Is there any theory of fundamental physics that proposes that there are no symmetries at a fundamental level and that they are all emergent? Quantum gravity theories usually propose that global symmetries are not fundamental. Are there any theories that propose that all symmetries (Lorentz symmetry, gauge symmetry...) and therefore the most fundamental laws of physics are not fundamental but rather emergent? Are there any examples in string theory? And if not, can you think of any other theory?
 A: If we consider gravity as one of the most fundamental law of physics, there is the proposal of Verlinde concerning gravity as an emergent theory. However there was a lot debate on this work.
You can start from here.
A: Ref. 1 suggests that various symmetries observed in nature are low-energy emergent symmetries.
References:

*

*S. Chadha & H.B Nielsen, Lorentz invariance as a low energy phenomenon, Nucl. Phys. B217 (1983) 125.
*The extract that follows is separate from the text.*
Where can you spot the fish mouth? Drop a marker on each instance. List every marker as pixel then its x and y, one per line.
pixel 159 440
A: Sean Carroll and other "mad-dog everettians" try to move that way. He lectured about this in Harvard Foundations of Physics series.
The 't Hooft's Cellular Automation Theory has similar view on symmetries also.
A: Symmetry breaking: The current "paradigm" that has been proved to be so useful in high-energy physics (i.e. what we may pragmatically call "fundamental physics") is that at the small scale some exact symmetry is there, and then (at a large scale) the symmetry may be broken. Effective theories (i.e. theories that are less "fundamental") must be formulated to describe physics after a symmetry breaking: this kills the idea of "reductionism" since (because of symmetry breaking) theories at different scales have little in common and it's very difficult to derive them from the "fundamental" one (i.e., the most symmetric one available on the market at a certain moment).
This is well explained in a wonderful paper: I suggest you to read "More is Different" by P.W. Anderson, where there is a beautiful and clear discussion of how emergent physics is related to symmetry breaking. Also, this question is extremely interesting as it remarks that the "symmetry of objects" should be distinguished from the "symmetry of laws".
The opposite of symmetry breaking: What you are asking is the opposite of what Anderson describes in his paper (a sort of "symmetry restoration", or "emergent symmetry"). Apart from the idea of "emergent symmetry" (see this and this questions), another possible interpretation of what you are asking for is that of universality class, where emergent phenomena in large systems behave in the same way despite some microscopic details may be different. Note that the idea of universality class is not really that of "symmetry restoration", but just something philosophically related in the sense that "details are not important". After all, symmetry tells us that a particular operation can be performed without changing some result: the idea of universality class is that you can add some kind of "irrelevant" interactions and this does not affect the large-scale behaviour of the system at criticality. In this sense, it may be considered a sort of emergent symmetry: all the systems belonging to the same class are the same.
Alternatively, there are accidental symmetries, see this or Wiki, but they are more the exception than the rule (they need fine-tuning and are not exact), so I think that this concept does not really fit your question.